Seminar
Speaker
Hareesh Gautham Bhaskar (Indiana University, Bloomington)
Date & Time
Thu, 02 July 2026, 15:30 to 17:00
Venue
Feynman Lecture Hall
Abstract

Planetary systems display a wide range of architectures, including compact multi-planet systems, eccentric planets, mutually inclined orbits, and close-in planets with distant companions. This diversity raises fundamental questions about their long-term evolution: what determines whether planetary systems remain stable, how do instabilities reshape their architectures, and what can observed exoplanetary systems reveal about their dynamical histories?

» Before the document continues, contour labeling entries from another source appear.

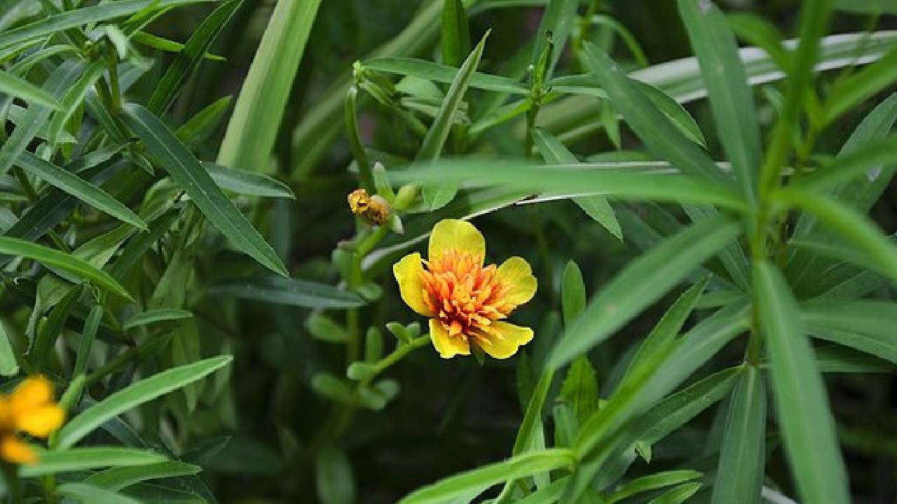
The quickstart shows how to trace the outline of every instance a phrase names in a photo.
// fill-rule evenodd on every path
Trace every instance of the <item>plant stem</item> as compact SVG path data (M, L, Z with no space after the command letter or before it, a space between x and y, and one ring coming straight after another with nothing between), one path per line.
M22 481L19 479L19 467L14 464L0 462L0 470L3 471L3 478L6 482L10 504L22 504Z

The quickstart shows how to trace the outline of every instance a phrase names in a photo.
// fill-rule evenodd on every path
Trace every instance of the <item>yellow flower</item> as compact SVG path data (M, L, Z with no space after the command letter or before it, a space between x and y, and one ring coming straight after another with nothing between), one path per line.
M485 239L473 224L455 219L433 227L428 255L426 261L417 252L405 256L393 274L405 302L430 317L430 337L443 359L470 355L471 345L507 359L533 339L529 327L504 321L536 294L526 260L483 267Z
M34 450L16 437L27 432L46 438L62 425L65 413L53 402L53 385L44 377L30 377L9 395L0 395L0 457L13 464L34 464Z

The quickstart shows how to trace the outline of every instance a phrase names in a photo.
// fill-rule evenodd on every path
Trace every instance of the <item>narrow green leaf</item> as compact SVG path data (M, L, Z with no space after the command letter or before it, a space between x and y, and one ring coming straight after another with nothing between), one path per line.
M415 160L418 161L431 161L440 157L442 152L442 146L448 139L448 133L451 131L454 117L464 100L464 95L467 91L467 86L476 67L480 65L480 58L483 57L483 49L486 45L487 32L480 43L474 48L470 56L464 61L464 65L457 72L457 75L448 86L446 98L440 105L433 122L430 125L427 135L423 138L421 148L417 151ZM423 201L431 210L436 210L445 206L450 202L457 192L457 184L432 184L425 185L422 189Z
M465 53L467 55L470 49ZM411 57L384 56L364 62L364 67L387 74L410 75L428 81L450 84L457 77L458 69L454 65L440 65L425 59ZM501 75L475 72L470 77L468 85L475 89L508 92L526 95L529 92L527 86Z
M806 97L814 92L812 84L819 54L819 40L825 35L831 19L832 0L816 0L812 4L802 4L799 41L788 68L785 103L773 127L772 137L761 169L761 194L765 195L778 185L796 136L794 133L798 127L800 112Z
M880 92L897 81L897 49L892 49L878 61L867 65L849 77L835 82L825 97L823 125L837 119L859 102Z
M127 222L142 230L146 229L146 222L132 212L130 208L99 187L91 184L64 168L44 161L30 152L22 152L20 154L15 161L15 164L33 173L51 186L58 187L81 201L87 203L97 210L102 211L123 222Z
M595 296L549 361L557 368L598 344L741 233L727 218L694 224L631 262ZM645 275L645 272L652 272Z
M103 317L102 305L94 305L84 321L84 327L81 332L81 341L78 343L78 354L75 357L74 368L72 369L73 377L80 377L87 371L87 359L91 355L91 348L93 340L97 337L97 331L100 329L100 323Z
M0 39L2 39L3 34L0 34ZM60 97L83 70L83 64L66 60L50 74L44 82L42 89L51 96ZM13 163L25 152L35 135L41 128L46 127L47 120L52 112L51 108L41 107L37 103L30 104L25 117L16 125L13 134L6 138L3 145L0 145L0 175L9 171Z
M205 359L144 378L119 390L73 418L57 433L60 449L71 448L106 421L156 397L177 390L231 362L230 355Z
M265 267L287 276L286 267L262 235L239 213L174 133L149 110L126 106L123 118L143 139L147 152L168 170L205 217L238 248Z
M855 348L897 363L897 304L886 301L833 300L801 306L801 319L810 335Z
M48 109L61 107L52 94L5 71L0 71L0 92Z
M172 460L135 467L113 467L91 474L84 479L84 483L118 491L141 482L198 474L202 468L198 465Z
M836 199L797 187L779 189L772 198L812 213L832 231L865 253L870 264L897 281L897 248L865 215Z
M648 504L682 504L691 499L692 495L698 493L698 491L702 486L704 486L703 483L685 483L679 485L666 493L649 500Z
M760 369L748 365L732 391L712 503L760 502L766 455L765 430L763 376Z
M68 448L62 451L39 452L38 463L33 465L22 466L19 474L25 478L33 478L69 471L84 471L109 466L146 465L164 461L165 457L161 455L143 449L118 447Z
M190 39L184 46L184 49L178 53L178 56L171 62L171 65L165 71L165 74L156 84L152 96L150 97L150 100L146 104L146 108L151 112L161 115L168 110L180 90L184 88L184 83L199 67L206 51L212 47L213 42L218 38L222 30L224 29L224 25L231 20L242 2L243 0L229 0L218 5L194 30Z
M83 504L140 504L136 499L87 483L64 483L57 491Z
M679 13L701 64L717 130L742 193L756 201L760 126L735 35L711 2L679 0Z
M664 471L636 478L621 486L607 499L607 504L614 504L637 493L690 482L701 477L701 473L692 470Z
M290 186L266 175L214 163L204 162L203 166L215 184L225 191L239 195L296 199Z
M604 51L590 42L583 44L583 51L589 72L598 78L614 107L653 152L685 173L730 183L713 161L670 124Z
M268 158L320 3L277 2L237 98L218 152L218 164L267 171Z
M218 282L210 286L206 293L306 308L355 308L365 304L357 294L326 283L273 276Z
M64 11L28 24L5 30L0 34L0 48L39 39L70 28L129 16L148 7L157 11L179 5L214 2L216 0L118 0L72 11Z
M0 321L0 375L12 377L19 372L19 363L15 360L15 355L9 335L6 334L6 327L3 321Z
M573 454L567 449L546 449L526 453L503 462L483 465L450 476L421 488L399 500L399 504L441 504L443 501L483 490L504 481L529 476L536 473L570 467Z
M562 163L574 164L579 162L576 156L564 147L563 143L558 141L552 134L542 128L536 128L533 131L533 140L536 146L542 154L542 159L549 164ZM616 220L614 208L607 202L607 198L602 196L580 196L573 198L573 203L579 205L589 217L597 223L605 227L611 234L618 239L623 239L623 230L620 229L620 222Z
M501 186L506 190L561 194L566 197L601 194L620 198L714 204L736 211L746 209L744 198L724 185L658 170L614 169L583 164L543 167L532 166L526 160L454 158L422 168L393 171L389 178L395 182L468 181Z
M315 483L322 504L352 504L355 501L355 481L345 453L326 446L315 461Z
M37 243L9 237L0 237L0 254L21 256L59 268L78 278L83 278L127 300L134 300L131 294L114 278L100 271L83 259L69 256L58 250L48 248Z
M760 323L772 363L776 416L801 498L847 504L847 474L825 387L785 279L768 263L753 269Z
M126 331L140 326L149 326L150 324L156 324L158 322L165 322L169 320L183 320L185 318L191 318L192 317L192 312L180 308L160 308L148 309L128 318L122 326L122 328Z

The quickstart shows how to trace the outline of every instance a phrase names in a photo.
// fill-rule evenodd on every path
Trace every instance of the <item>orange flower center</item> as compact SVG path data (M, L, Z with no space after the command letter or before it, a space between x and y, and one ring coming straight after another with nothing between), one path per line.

In this talk, I will present my past research addressing these questions using analytical methods and numerical simulations from celestial mechanics. I will discuss the stability of mutually inclined planetary systems, showing how orbital inclination affects long-term stability boundaries. I will then describe how planet--planet scattering in unstable systems can lead to collisions and ejections, contributing to the population of free-floating planets. Finally, I will present work on the anti-aligned orbit of the warm Neptune TOI-1710 A b, where dynamical modeling provides insight into the system’s past evolution and predicts an additional intermediate giant planet. I will also briefly highlight related work applying similar dynamical tools to the outer Solar System, the early evolution of the Moon, planets in stellar binaries, high-eccentricity migration, and black-hole triples.